Kathrin zuckte mit den Schultern. „Keine Ahnung!“
„Ich denke, er wird sich an Gott wenden in seiner Not und ihn bitten ihm zu helfen. Er wird sagen: ‚Gott du weißt, dass ich unschuldig bin. Ich bitte dich von ganzem Herzen hilf mir in meiner Not’.“
Ja, das konnte sich Kathrin vorstellen. Sie hatte Gott auch schon oft um etwas gebeten.
„Aber du hast doch einmal gesagt, wir sollen Gott nicht ständig um etwas bitten. Wir sollen vielmehr danken, als bitten."
„Ja, das habe ich gesagt. Und das gilt in meinen Augen auch. Oft geht es bei unseren Bitten um Dinge, die in unserer eigenen Hand liegen. Gott ist nämlich nicht zuständig für alles, was in unserem Leben schief läuft. Das sind wir mit unserem Fehlverhalten und das gilt es, zu erkennen und zu verändern. Wir sollten nicht ständig jemanden suchen, dem wir die Probleme unseres Lebens in die Schuhe schieben können. Und schon gar nicht Gott“, erzürnte sich Oma.

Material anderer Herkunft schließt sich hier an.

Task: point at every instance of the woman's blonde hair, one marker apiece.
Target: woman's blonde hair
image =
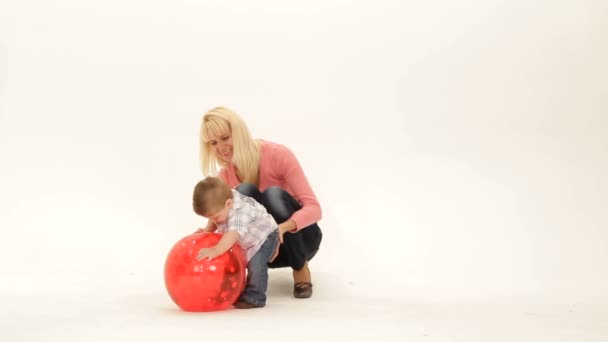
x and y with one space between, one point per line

„Okay, das habe ich verstanden“, antwortete Kathrin. „Doch wie war das nun mit dem Mann, wenn er wirklich unschuldig war. Hatte er starke Verbrennungen oder nicht.“
„Das hing vielleicht davon ab, ob er wirklich, so wie Jesus zum Beispiel, felsenfest überzeugt war, dass Gott ihm in seiner Situation helfen konnte. Fehlte ihm hingegen das Gottvertrauen, wird es wohl nicht geklappt haben.“
Kathrin zog ein Fazit. „Man versuchte also auf diese schaurige Weise die Wahrheit ans Licht zu bringen.“
„Ganz genau!“
„Gut, dass dies heute nicht mehr so ist!“
„Ja, das stimmt wohl. Aber auch heute werden immer noch Menschen verurteilt, die unschuldig sind.“
„Vielleicht“, überlegte Kathrin, „sollte ich nicht Lehrerin für Deutsch werden, sondern Richterin oder Staatsanwältin oder so was, damit das nicht mehr passiert.“
Oma musste lachen. An Selbstvertrauen mangelte es ihrer Enkelin wahrlich nicht und das war auch gut so.
Wenn man nach Kathrins Neigungen ging, würde Oma in ihr eher eine Hebamme, Krankenschwester oder Ärztin sehen. Doch das behielt sie lieber für sich. Die Zeit würde es zeigen, in welche Richtung das Leben Kathrin noch führte.